Allah'ın hoşlanmadığı bir başka şey de lüzumsuz yere çok sual sormaktır. Aslında faydalı soru ilme katkı sağlar; Kur'ân-ı Kerîm insanları buna teşvik eder. "Sana sahâbîler ne infâk edelim diye sorarlar?" [Bakara sûresi (2), 215] ve "Bilmediğiniz şeyleri ehl-i ilimden sorunuz" [Nahl sûresi (16), 43] âyetleri buna delâlet eder. Fakat faydasız sualler hem kendisine soru sorulanı rahatsız eder hem de insanları gereksiz ve lüzumsuz şeylerle uğraşmaya sevk eder. Bu sebeple Kur'ân-ı Kerîm, Resûl-i Ekrem Efendimiz'e gereksiz ve lüzumsuz sorular sorulmasını yasaklamıştır: "Ey iman edenler! Size açıklandığı takdirde hoşunuza gitmeyecek şeyleri sormayınız" [Mâide sûresi (5), 101].
Peygamber Efendimiz de "Benim size bıraktığım hususlarda, siz de beni kendi halime bırakınız" (Buhârî, İ'tisâm 2; Müslim, Fezâil 130) buyurarak, daha önceki ümmetlerin helâk oluş sebeplerinden birinin de peygamberlerine çok soru sormaları olduğunu belirtmiştir. Kitabımızın 158 ve 342 numaralı hadislerinde bu konuyu yeterince açıklamıştık.

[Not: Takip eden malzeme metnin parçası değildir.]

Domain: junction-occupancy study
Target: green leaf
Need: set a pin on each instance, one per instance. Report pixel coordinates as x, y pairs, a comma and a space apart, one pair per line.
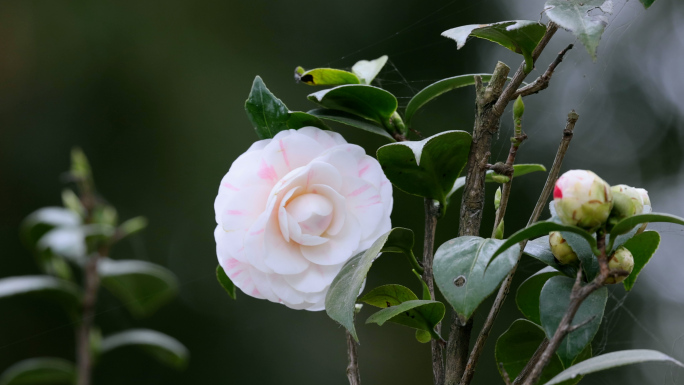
418, 314
298, 119
225, 282
423, 316
367, 70
612, 360
267, 113
423, 336
43, 286
584, 253
143, 287
40, 371
586, 19
542, 228
362, 100
642, 247
518, 170
553, 303
647, 3
460, 266
426, 289
516, 346
351, 120
325, 77
346, 287
527, 296
427, 168
628, 223
520, 36
539, 249
162, 347
438, 88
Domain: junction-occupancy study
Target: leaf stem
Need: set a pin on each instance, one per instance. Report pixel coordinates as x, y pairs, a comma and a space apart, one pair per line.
353, 374
432, 212
536, 213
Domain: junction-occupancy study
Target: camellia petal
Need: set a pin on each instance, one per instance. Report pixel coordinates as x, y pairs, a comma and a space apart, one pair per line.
293, 209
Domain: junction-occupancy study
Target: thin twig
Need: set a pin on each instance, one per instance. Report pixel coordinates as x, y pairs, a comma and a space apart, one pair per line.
353, 367
83, 353
432, 211
542, 82
522, 376
520, 74
536, 213
577, 296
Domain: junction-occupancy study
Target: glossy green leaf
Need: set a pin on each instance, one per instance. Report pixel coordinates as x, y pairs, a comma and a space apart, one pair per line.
418, 314
642, 247
527, 296
367, 70
427, 168
438, 88
225, 282
325, 77
459, 269
267, 113
516, 346
518, 170
340, 300
297, 120
586, 19
164, 348
426, 289
362, 100
350, 120
142, 287
424, 315
628, 223
647, 3
42, 286
612, 360
40, 371
520, 36
539, 249
539, 229
553, 303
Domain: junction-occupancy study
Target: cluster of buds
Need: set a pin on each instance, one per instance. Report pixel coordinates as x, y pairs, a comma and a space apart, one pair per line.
583, 199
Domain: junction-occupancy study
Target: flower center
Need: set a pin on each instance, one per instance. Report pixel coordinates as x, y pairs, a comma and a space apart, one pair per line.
312, 212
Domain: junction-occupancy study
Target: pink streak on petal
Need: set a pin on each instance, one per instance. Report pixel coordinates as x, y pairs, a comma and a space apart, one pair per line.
232, 263
230, 186
257, 232
359, 190
282, 149
267, 172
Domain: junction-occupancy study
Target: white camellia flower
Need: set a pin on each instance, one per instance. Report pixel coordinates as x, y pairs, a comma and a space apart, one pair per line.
582, 199
293, 209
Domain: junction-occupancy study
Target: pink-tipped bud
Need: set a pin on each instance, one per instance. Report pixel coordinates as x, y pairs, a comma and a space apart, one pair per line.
582, 199
623, 260
561, 249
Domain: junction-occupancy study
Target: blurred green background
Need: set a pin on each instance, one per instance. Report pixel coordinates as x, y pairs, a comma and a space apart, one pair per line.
153, 91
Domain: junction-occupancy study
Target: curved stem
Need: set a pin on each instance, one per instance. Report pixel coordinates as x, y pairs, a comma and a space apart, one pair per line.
432, 211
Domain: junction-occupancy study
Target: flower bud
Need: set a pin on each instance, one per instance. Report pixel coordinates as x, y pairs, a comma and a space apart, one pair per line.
582, 199
647, 207
622, 259
561, 249
627, 201
497, 199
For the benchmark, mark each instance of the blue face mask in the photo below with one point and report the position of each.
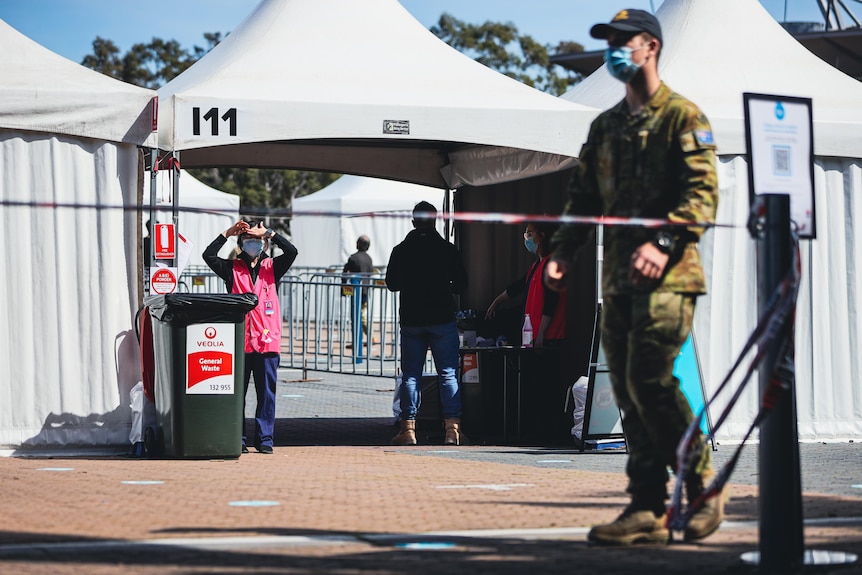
(620, 64)
(252, 247)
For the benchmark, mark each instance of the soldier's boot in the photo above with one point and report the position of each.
(708, 518)
(407, 435)
(643, 521)
(453, 431)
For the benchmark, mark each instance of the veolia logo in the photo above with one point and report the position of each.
(210, 333)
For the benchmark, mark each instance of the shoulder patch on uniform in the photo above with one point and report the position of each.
(704, 137)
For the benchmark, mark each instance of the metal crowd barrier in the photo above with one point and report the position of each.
(322, 320)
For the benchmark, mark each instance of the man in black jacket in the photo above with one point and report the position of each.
(427, 270)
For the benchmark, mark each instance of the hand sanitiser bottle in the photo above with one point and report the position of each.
(527, 332)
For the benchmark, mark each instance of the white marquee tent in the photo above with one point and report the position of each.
(68, 151)
(360, 88)
(326, 223)
(204, 212)
(715, 51)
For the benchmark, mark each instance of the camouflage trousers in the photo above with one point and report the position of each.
(642, 335)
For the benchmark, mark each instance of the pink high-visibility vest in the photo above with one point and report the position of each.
(263, 323)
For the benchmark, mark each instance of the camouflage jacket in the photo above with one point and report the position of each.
(658, 164)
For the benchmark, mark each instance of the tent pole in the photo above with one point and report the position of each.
(175, 166)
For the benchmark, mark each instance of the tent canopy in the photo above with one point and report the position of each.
(327, 223)
(279, 92)
(64, 104)
(699, 62)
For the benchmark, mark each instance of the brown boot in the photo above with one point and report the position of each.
(708, 518)
(632, 526)
(453, 431)
(407, 435)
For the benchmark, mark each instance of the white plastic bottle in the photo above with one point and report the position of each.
(527, 332)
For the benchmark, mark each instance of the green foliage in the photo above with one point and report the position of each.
(501, 48)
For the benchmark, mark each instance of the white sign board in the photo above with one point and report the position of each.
(780, 139)
(210, 358)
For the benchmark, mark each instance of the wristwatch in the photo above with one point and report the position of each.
(664, 242)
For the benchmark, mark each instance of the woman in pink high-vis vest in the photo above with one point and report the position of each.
(254, 271)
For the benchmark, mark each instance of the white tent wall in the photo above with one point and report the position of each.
(698, 63)
(212, 211)
(828, 325)
(68, 295)
(328, 239)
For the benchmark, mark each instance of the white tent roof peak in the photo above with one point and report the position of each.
(715, 51)
(366, 79)
(43, 92)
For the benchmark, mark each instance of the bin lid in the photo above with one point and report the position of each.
(182, 309)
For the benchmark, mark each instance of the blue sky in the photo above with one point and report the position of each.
(69, 27)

Peygamber Efendimiz'in bildirdiğine göre, Allah'ın razı ve hoşnut olmayacağı üçüncü husus malı telef etmektir. İmam Nevevî'nin hadisi burada zikretmesinin asıl sebebi de budur. Malı telef etmek, bir bakıma onu israf etmek olup, Allah'ın hoşlanmayacağı şekilde ve hoşlanmadığı yerde, dinin meşru kabul etmediği tarzda kullanmaktır. İslâm'ın kabul ettiği temel prensip, mal ve para, helâl yollardan kazanılıp yine helâl yerlere harcanmalıdır. Malın ve paranın önemi, kişinin beşerî ihtiyaçlarını temin etmesinin aracı olması, başkalarına muhtaç olup insanlara el açmasını önlemesinden kaynaklanır.

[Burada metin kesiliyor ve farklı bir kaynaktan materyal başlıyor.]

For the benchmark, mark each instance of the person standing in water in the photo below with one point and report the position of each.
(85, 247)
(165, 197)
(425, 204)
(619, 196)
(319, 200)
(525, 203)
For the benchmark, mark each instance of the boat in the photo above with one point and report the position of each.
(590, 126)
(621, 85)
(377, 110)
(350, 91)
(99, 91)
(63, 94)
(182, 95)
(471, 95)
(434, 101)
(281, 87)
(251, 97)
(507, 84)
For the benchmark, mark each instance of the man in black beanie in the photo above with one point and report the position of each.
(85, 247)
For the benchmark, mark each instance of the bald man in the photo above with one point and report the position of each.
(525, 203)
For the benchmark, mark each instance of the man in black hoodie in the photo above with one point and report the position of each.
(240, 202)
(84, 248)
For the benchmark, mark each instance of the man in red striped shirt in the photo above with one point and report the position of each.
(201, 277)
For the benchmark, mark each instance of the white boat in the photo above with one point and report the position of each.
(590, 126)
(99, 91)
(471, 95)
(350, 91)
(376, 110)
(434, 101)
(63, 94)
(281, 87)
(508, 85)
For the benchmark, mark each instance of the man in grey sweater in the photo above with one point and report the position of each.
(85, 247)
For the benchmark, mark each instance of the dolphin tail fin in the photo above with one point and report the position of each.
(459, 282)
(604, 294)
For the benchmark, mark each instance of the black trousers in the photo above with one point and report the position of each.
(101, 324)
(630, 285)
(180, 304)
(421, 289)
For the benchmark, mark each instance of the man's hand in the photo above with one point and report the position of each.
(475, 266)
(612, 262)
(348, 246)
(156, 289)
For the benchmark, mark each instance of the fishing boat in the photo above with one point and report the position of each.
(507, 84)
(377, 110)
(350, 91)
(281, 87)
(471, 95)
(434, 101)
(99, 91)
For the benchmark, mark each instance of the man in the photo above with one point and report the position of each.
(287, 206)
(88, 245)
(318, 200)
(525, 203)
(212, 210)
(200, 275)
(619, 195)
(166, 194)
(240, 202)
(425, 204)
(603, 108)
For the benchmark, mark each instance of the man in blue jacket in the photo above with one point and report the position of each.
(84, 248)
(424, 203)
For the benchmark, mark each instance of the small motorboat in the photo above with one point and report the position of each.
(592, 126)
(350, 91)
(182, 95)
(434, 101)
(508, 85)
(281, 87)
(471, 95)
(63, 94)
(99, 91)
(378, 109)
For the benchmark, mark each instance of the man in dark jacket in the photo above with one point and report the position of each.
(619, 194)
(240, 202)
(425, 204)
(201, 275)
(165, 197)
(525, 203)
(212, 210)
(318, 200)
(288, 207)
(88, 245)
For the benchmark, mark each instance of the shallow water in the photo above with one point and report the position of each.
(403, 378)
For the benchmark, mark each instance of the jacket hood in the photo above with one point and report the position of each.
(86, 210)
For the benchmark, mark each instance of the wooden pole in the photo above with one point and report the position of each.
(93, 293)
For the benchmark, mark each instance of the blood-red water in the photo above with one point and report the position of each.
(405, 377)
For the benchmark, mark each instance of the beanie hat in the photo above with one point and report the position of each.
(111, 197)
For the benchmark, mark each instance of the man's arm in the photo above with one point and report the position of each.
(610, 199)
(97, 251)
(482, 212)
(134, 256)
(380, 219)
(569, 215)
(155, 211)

Mal ve paraya bir kutsallık izafe edilmesi veya en üstün değer gibi algılanması İslâm nazarında asla makbul sayılmaz. Malını telef edenler ve israf yoluna girenler Allah'ın kendilerine vermiş olduğu nimete nankörlük etmiş sayılırlar. Böyleleri bir müddet sonra başkalarına muhtaç hale gelebilirler. Çünkü dünya malı kişi için bir imtihan vesilesidir. Allah'ın verdiği her nimeti yerli yerinde kullanmak gerektiğini, o nimeti veren Rabbimiz Kur'ân-ı Kerîm'de kullarına öğretmiştir. Her nimet gibi mal ve mülk de helâl veya haram yolda harcanabilir. Mallarını helâl yollara sarfedenler, büyük sevap kazanır, onu âhiret azığı haline getirmiş olurlar; haram yollarda tüketenler ise günah kazanır, âhiretlerini de perişan ederler. Bu sebeple Kur'an'ın en çok üzerinde durduğu konulardan biri de infâk, yani malını Allah yolunda sarf etmektir. Harcamanın ölçüsü de Kur'an'da bize bildirilmiş olup, "Onlar mallarını harcadıkları zaman israf etmezler; cimrilik de göstermezler. İkisi arasında orta bir yol tutarlar" buyurulur [Furkân sûresi (25), 67].
 (Hadisin farklı bir rivayetinin yorumu için bk. İ. Lütfi Çakan, Hadislerle Gerçekler, II, 30-36.)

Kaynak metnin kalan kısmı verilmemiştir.